All Products
Search
Document Center

E-MapReduce:Data Import FAQ

Last Updated:Mar 26, 2026

Common questions about data import methods, performance tuning, and error resolution for StarRocks on EMR.

Common issues

How do I select an import method?

See Overview for a comparison of all available import methods.

What are the factors that affect import performance?

The main factors are:

  • Server memory: More tablets consume more memory. Follow How do I determine the number of tablets? to estimate tablet size.

  • Disk I/O and network bandwidth: 50–100 Mbit/s is a suitable network bandwidth range.

  • Batch size and frequency:

    • For Stream Load, set batch size to 10–100 MB.

    • For Broker Load, no batch size limit applies — use it for large batches.

    • Keep import frequency low. For a serial SATA (Serial Advanced Technology Attachment) HDD, do not exceed one import job per second.

"close index channel failed" or "too many tablet versions"

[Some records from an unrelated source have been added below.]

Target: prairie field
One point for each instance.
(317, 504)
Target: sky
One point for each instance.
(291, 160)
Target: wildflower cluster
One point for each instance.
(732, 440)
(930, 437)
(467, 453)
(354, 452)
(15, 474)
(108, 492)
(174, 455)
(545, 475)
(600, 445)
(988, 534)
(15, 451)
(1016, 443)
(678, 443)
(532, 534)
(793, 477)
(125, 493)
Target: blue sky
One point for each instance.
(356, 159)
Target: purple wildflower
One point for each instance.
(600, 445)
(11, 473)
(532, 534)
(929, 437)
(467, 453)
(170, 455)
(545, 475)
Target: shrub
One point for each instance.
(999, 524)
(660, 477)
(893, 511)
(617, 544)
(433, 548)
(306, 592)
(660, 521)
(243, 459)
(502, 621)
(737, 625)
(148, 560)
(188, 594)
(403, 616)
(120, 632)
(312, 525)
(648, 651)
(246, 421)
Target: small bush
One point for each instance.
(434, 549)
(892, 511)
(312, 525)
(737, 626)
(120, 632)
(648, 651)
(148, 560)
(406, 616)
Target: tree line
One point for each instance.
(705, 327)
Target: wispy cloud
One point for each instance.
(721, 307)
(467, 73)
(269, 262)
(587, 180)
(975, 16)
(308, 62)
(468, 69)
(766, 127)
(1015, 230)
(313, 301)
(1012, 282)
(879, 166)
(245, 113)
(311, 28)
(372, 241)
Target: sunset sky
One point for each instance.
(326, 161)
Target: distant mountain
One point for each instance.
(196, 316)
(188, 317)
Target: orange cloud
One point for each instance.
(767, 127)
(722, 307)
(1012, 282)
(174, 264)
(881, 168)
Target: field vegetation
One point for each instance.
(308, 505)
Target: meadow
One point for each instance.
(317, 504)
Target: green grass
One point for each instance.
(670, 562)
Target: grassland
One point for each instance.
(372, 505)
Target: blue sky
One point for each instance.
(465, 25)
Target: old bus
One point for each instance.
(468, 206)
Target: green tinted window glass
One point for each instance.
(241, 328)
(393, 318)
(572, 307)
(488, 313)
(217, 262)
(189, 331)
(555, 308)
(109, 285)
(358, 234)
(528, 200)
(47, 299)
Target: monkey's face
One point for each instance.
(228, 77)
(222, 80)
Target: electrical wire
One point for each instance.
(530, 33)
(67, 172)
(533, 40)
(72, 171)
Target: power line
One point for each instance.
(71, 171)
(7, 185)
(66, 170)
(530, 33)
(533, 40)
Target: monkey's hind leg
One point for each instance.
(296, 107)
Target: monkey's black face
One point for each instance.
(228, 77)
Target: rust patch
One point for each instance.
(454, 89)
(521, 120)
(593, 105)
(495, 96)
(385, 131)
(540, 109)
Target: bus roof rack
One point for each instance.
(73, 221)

Cause: High import frequency prevents compaction from keeping up, causing the number of unmerged data versions to exceed the default limit of 1,000.

Fix: Use one or both of the following approaches:

Reduce import frequency: Increase batch size so fewer import jobs run per unit of time.

Speed up compaction: Set the following parameters in the be.conf file of each backend (BE) node:

cumulative_compaction_num_threads_per_disk = 4
base_compaction_num_threads_per_disk = 2
cumulative_compaction_check_interval_seconds = 2

"Label Already Exists"

Description: An import job with the same label is already running or has finished in the same database.

Cause: The most common cause is HTTP client retry behavior. Stream Load imports data over HTTP. When StarRocks doesn't return a result fast enough, some HTTP clients automatically retry the same request. StarRocks then rejects the second request because the first is still in progress.

Fix: Investigate the source of the duplicate label:

  1. Search the primary frontend (FE) node log by label. If the label appears twice, the client sent two requests.

  2. Run SHOW LOAD WHERE LABEL = "xxx" to check whether a FINISHED job already holds this label.

Labels are not scoped to a specific import method. Two jobs using different methods (for example, Stream Load and Broker Load) can conflict on the same label.

To prevent retries, estimate your import duration based on data size and set the HTTP client timeout to exceed that duration.

"ETL_QUALITY_UNSATISFIED; msg:quality not good enough to cancel"

Run SHOW LOAD, find the URL in the output, and open it to see the specific error. Common errors include:

ErrorMeaning
convert csv string to INT failedA column value can't be converted to the target data type (for example, abc into a numeric column).
the length of input is too long than schemaA string exceeds the column's defined length, or an INT value exceeds 4 bytes.
actual column number is less than schema column numberAfter splitting by delimiter, fewer columns were produced than expected — usually a delimiter mismatch.
actual column number is more than schema column numberAfter splitting, more columns were produced than the schema defines.
the frac part length longer than schema scaleThe decimal part of a DECIMAL column value exceeds the defined scale.
the int part length longer than schema precisionThe integer part of a DECIMAL column value exceeds the defined precision.
there is no corresponding partition for this keyA partition key value falls outside all defined partition ranges.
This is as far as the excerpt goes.